Fresh sardines are showing up on menus in restaurants from San Francisco to New York. Your local supermarket still offers plenty of canned sardine choices, albeit imported. In Monterey, California, where Steinbeck romanticized the sardine industry in Cannery Row, a group of self-styled “Sardinistas” is working to return the sardine to its rightful place in the American diet. Meanwhile, nearby, small-scale gourmet canning operations have resumed. So it seems the supposed death of the sardine industry has been exaggerated.

So what are sardines, exactly? The term means slightly different things in different countries, but in the US it denotes any of several species of small, oily, silvery fish related to herring.

What all types of sardine have in common is that we should be eating a lot more of them.

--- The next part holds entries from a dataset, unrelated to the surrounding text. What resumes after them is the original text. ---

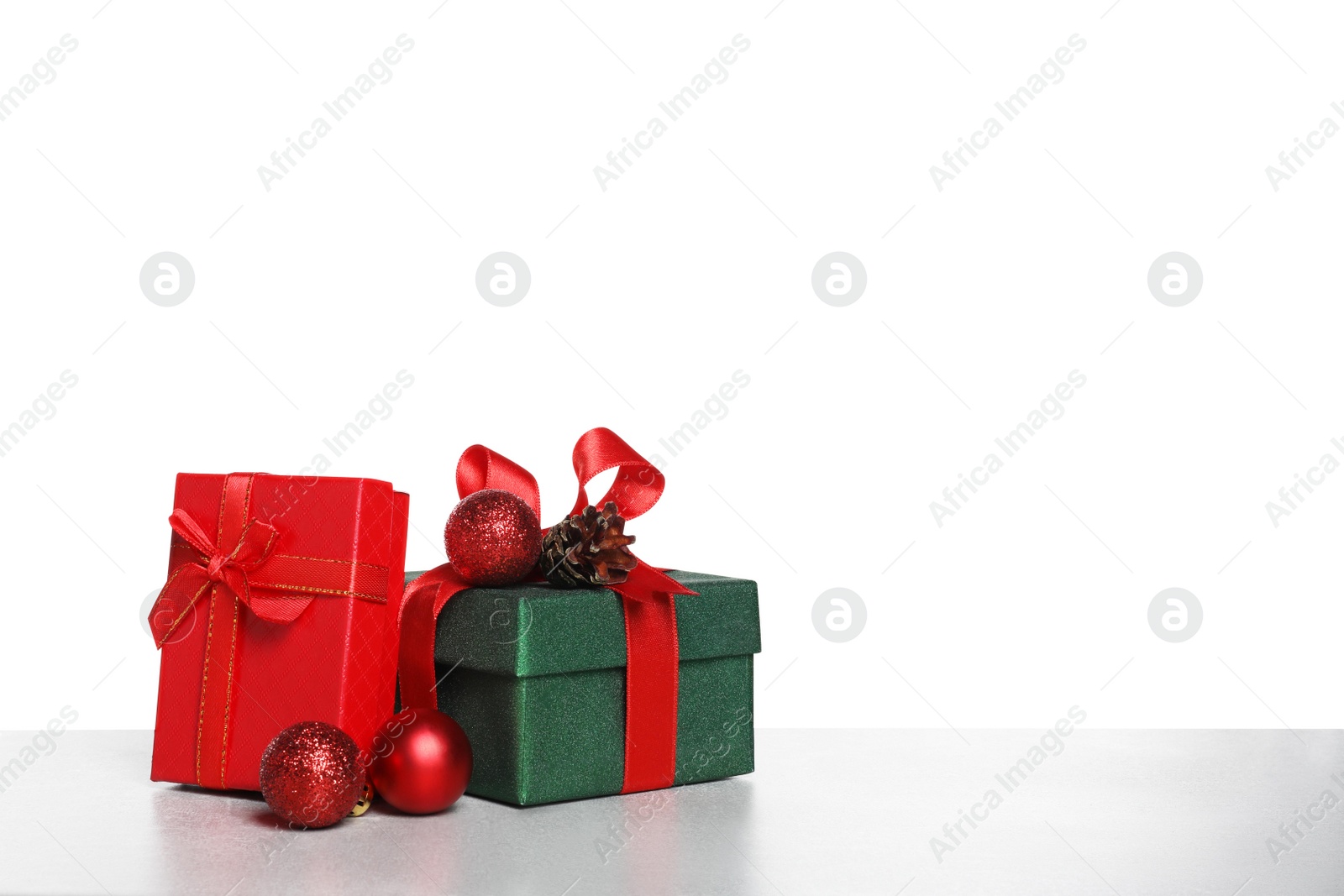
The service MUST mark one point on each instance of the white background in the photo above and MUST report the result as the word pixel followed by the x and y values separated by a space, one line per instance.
pixel 692 265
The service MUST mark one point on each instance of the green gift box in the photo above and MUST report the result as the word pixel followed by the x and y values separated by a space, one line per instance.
pixel 537 679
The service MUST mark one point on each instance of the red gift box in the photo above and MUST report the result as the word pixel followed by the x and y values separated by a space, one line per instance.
pixel 280 607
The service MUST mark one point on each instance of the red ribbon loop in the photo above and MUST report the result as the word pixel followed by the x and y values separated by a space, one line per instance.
pixel 480 468
pixel 648 598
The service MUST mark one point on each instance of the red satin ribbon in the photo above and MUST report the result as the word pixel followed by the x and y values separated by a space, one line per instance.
pixel 275 586
pixel 647 595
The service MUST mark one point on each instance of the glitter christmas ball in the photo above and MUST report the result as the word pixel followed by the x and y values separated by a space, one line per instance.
pixel 492 537
pixel 311 774
pixel 428 766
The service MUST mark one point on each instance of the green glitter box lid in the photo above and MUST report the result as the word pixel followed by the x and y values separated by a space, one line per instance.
pixel 534 629
pixel 537 678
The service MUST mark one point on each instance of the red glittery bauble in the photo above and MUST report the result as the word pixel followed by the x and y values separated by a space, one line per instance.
pixel 492 537
pixel 311 774
pixel 425 762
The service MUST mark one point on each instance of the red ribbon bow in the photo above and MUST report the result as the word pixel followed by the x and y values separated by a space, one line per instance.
pixel 276 587
pixel 647 595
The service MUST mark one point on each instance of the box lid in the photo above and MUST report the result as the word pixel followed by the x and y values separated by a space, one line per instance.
pixel 534 629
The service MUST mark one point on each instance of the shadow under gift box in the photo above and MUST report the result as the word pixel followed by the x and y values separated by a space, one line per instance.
pixel 538 684
pixel 335 663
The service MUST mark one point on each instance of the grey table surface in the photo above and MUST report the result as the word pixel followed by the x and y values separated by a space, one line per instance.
pixel 1117 813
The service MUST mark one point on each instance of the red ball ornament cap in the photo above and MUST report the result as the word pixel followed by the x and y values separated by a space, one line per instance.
pixel 311 774
pixel 423 763
pixel 494 537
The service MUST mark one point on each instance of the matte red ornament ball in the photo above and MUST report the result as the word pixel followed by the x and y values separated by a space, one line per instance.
pixel 311 774
pixel 425 763
pixel 492 537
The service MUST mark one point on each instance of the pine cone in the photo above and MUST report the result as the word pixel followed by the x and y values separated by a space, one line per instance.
pixel 588 550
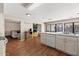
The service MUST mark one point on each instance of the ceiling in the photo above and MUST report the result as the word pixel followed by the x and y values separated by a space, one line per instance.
pixel 41 12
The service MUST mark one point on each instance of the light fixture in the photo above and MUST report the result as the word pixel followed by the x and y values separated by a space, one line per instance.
pixel 28 14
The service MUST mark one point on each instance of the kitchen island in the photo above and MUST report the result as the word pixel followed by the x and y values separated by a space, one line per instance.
pixel 68 43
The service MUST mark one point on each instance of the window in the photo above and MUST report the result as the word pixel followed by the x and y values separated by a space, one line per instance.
pixel 68 28
pixel 52 27
pixel 76 28
pixel 47 27
pixel 59 27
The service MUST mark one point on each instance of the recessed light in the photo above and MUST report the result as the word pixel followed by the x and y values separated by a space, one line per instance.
pixel 77 13
pixel 28 14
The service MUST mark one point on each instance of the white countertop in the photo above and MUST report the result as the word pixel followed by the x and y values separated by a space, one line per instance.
pixel 61 33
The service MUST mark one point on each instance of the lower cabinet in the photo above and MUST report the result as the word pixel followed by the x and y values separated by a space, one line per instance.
pixel 48 39
pixel 70 45
pixel 43 38
pixel 51 40
pixel 67 44
pixel 78 46
pixel 2 48
pixel 60 42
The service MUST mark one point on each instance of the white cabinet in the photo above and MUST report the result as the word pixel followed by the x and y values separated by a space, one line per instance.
pixel 2 47
pixel 65 43
pixel 48 39
pixel 60 42
pixel 78 45
pixel 71 45
pixel 43 40
pixel 51 40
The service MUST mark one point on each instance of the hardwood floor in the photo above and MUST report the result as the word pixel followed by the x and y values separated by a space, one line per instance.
pixel 30 47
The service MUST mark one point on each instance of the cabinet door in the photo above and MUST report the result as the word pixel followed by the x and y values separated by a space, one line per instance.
pixel 43 38
pixel 60 42
pixel 51 40
pixel 2 48
pixel 78 45
pixel 70 45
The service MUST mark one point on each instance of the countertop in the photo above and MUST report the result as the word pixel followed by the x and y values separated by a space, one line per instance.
pixel 61 33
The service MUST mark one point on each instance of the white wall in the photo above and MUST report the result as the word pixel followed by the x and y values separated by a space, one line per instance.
pixel 25 26
pixel 9 26
pixel 2 25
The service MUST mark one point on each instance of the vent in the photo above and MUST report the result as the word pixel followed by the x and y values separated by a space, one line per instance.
pixel 26 5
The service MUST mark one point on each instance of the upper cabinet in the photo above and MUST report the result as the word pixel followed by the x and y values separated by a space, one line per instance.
pixel 76 27
pixel 68 28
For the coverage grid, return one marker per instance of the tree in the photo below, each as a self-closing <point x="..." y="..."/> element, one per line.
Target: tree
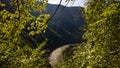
<point x="15" y="52"/>
<point x="102" y="49"/>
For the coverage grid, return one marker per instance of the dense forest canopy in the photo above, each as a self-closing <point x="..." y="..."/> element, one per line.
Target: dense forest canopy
<point x="18" y="26"/>
<point x="15" y="50"/>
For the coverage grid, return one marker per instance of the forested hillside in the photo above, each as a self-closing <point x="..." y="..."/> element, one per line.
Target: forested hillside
<point x="76" y="37"/>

6 Reasons To Eat More Sardines

1. They’re good for you.

Sardines pack an awesome nutritional punch. A single serving has around 23 grams of protein and is loaded with omega-3 fatty acids, calcium, iron and potassium, and only 200 calories. And even with canned sardines, all this goodness comes with only around 400 mg of sodium, which is relatively little for a canned product. Plus, they’re often packed in olive oil, itself an important component of a healthy diet.

2. They aren’t bad for you.

Sardines are low on the oceanic food chain, and therefore contain low amounts of mercury, PCBs and the other toxins that accumulate in longer-living marine predators such as salmon and tuna. This makes them a particularly good choice for children and pregnant women.

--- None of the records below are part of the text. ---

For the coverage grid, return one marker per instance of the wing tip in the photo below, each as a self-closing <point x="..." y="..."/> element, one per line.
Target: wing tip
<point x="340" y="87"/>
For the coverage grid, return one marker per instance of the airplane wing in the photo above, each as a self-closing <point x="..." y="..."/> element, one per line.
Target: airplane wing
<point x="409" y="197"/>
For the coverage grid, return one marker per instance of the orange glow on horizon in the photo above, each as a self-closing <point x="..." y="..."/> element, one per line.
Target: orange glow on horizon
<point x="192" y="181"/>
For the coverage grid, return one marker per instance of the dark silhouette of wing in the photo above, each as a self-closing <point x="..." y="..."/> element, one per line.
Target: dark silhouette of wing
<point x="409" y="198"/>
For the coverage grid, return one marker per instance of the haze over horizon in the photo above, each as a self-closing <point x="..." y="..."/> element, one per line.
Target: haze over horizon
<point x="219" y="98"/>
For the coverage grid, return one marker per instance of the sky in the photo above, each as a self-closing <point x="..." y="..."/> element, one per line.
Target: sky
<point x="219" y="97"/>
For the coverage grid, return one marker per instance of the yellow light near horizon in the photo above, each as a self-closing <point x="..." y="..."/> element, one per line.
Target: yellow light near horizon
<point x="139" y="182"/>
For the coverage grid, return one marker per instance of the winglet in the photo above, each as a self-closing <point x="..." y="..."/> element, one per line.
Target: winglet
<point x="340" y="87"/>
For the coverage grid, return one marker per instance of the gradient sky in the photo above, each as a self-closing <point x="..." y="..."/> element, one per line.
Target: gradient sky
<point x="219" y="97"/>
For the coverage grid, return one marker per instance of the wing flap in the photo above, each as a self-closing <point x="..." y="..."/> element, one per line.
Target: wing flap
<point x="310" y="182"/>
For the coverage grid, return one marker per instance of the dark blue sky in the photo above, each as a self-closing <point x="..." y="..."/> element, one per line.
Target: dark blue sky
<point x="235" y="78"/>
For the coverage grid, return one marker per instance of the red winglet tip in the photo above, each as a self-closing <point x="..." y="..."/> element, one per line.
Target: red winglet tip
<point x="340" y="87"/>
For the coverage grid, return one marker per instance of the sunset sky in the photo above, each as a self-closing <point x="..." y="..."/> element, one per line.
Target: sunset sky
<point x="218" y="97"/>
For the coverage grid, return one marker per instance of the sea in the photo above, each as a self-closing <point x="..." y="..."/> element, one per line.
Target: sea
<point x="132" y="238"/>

3. They’re sustainably fished.

Monterey Bay Aquarium’s SeafoodWATCH rates sardines as a “Best Choice”. Sardine stocks are, once again, abundant, healthy and are now well-managed.

4. They’re affordable.

Prices per oz. of canned sardines are on a par with canned tuna, poultry, ground beef and other supermarket protein sources. Prices of fresh sardines vary with availability, but they are usually among the less expensive fresh fish on display.

5. They taste like fish.

In a supermarket landscape dominated by bland, artificially dyed salmon fillets, pale tuna steaks, frozen fish sticks, artificial crab meat and other attempts to sell seafood as generic chicken-like protein slabs to people who aren’t sure if they actually like it, sardines stand out. You simply can’t ignore the fact that they are, well, fish. They look like fish, being too small to fillet or grind up. They smell like fish. They are oily. They have heads and tails, scales and bones. And they taste fishy.

This is, as most people who genuinely enjoy food know, a good thing.

6. They’re delicious.

This is ultimately the most important point in favor of consuming more sardines: they are a pleasure to eat. Simple, easy to prepare and downright delicious.

If you get your hands on some fresh sardines, they feature in fabulous recipes originating from all over the Mediterranean basin. But sardines are so simple and basic, you really don’t need a recipe to get the best out of them. Just scale and gut them, brush them lightly with olive oil and coarse sea salt, or whatever marinade you make up, grill them for around 5 minutes per side, until the skin is crispy, and serve them up with a drizzle of lemon juice and your favorite fresh herbs.

And if you can’t be fussed to cook, there are few pleasures greater than mashing canned sardines, bones and all, onto buttered toast, or perhaps over a slice of camembert.

The sardine is dead. Long live the sardine!

What are your favorite sardine recipes?